Et disposer de ses propres actions ne signifie nullement agir arbitrairement ; les actions arbitraires ne procèdent d'aucun jugement, et ne peuvent à proprement parler être appelées libres. Tout jugement porte sur une situation objective, et par suite sur un tissu de nécessités. L'homme vivant ne peut en aucun cas cesser d'être enserré de toutes parts par une nécessité absolument inflexible ; mais comme il pense, il a le choix entre céder aveuglément à l'aiguillon par lequel elle le pousse de l'extérieur, ou bien se conformer à la représentation intérieure qu'il s'en forge ; et c'est en quoi consiste l'opposition entre servitude et liberté. Les deux termes de cette opposition ne sont au reste que des limites idéales entre lesquelles se meut la vie humaine sans pouvoir jamais en atteindre aucune, sous peine de n'être plus la vie. Un homme serait complètement esclave si tous ses gestes procédaient d'une autre source que sa pensée, à savoir ou bien les réactions irraisonnées du corps, ou bien la pensée d'autrui (...).

 

Une vie entièrement libre serait celle où toutes les difficultés réelles se présenteraient comme des sortes de problèmes, où toutes les victoires seraient comme des solutions mises en action. Tous les éléments du succès seraient alors donnés, c'est-à-dire connus et maniables comme sont les signes du mathématicien ; pour obtenir le résultat voulu, à suffirait de mettre ces éléments en rapport grâce à la direction méthodique qu'imprimerait la pensée non plus à de simples traits de plume, niais à des mouvements effectifs et qui laisseraient leur marque dans le monde. 

 

Pour mieux dire, l'accomplissement de n'importe quel ouvrage consisterait en une combinaison d'efforts aussi consciente et aussi méthodique que peut l'être la combinaison de chiffres par laquelle s'opère la solution d'un problème lorsqu'elle procède de la réflexion.
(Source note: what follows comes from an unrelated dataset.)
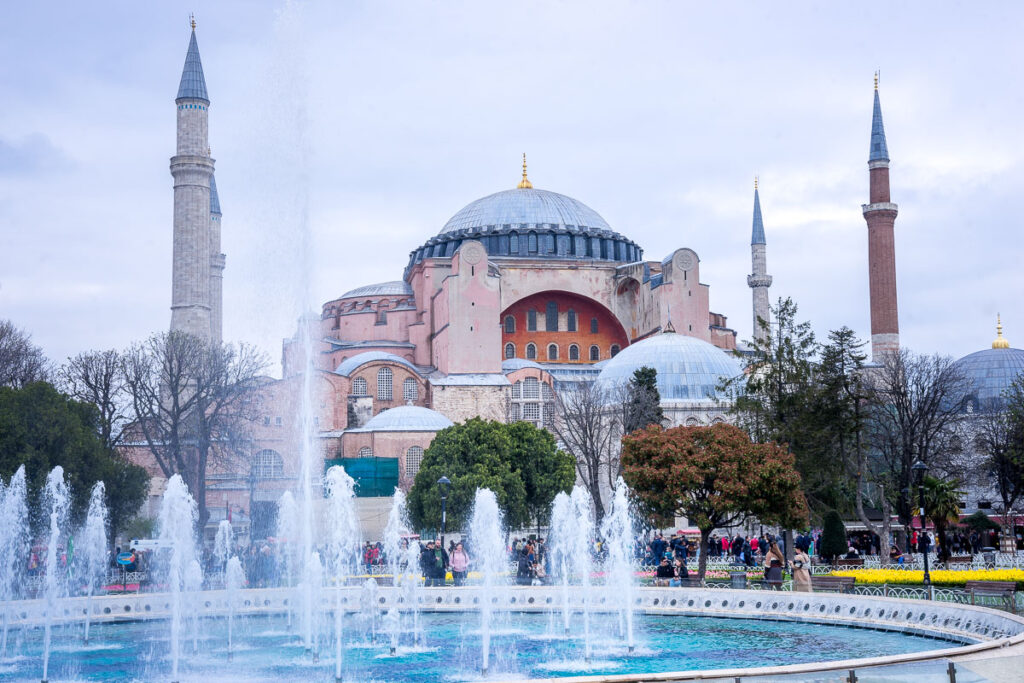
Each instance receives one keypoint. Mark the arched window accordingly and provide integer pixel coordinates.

L'homme aurait alors constamment son propre sort en mains ; il forgerait à chaque moment les conditions de sa propre existence par un acte de la pensée.

 

(...) On ne peut rien concevoir de plus grand pour l'homme qu'un sort qui le mette directement aux prises avec la nécessité nue, sans qu'il ait rien à attendre que de soi, et tel que sa vie soit une perpétuelle création de lui-même par lui-même. (...) Telle serait la liberté véritable.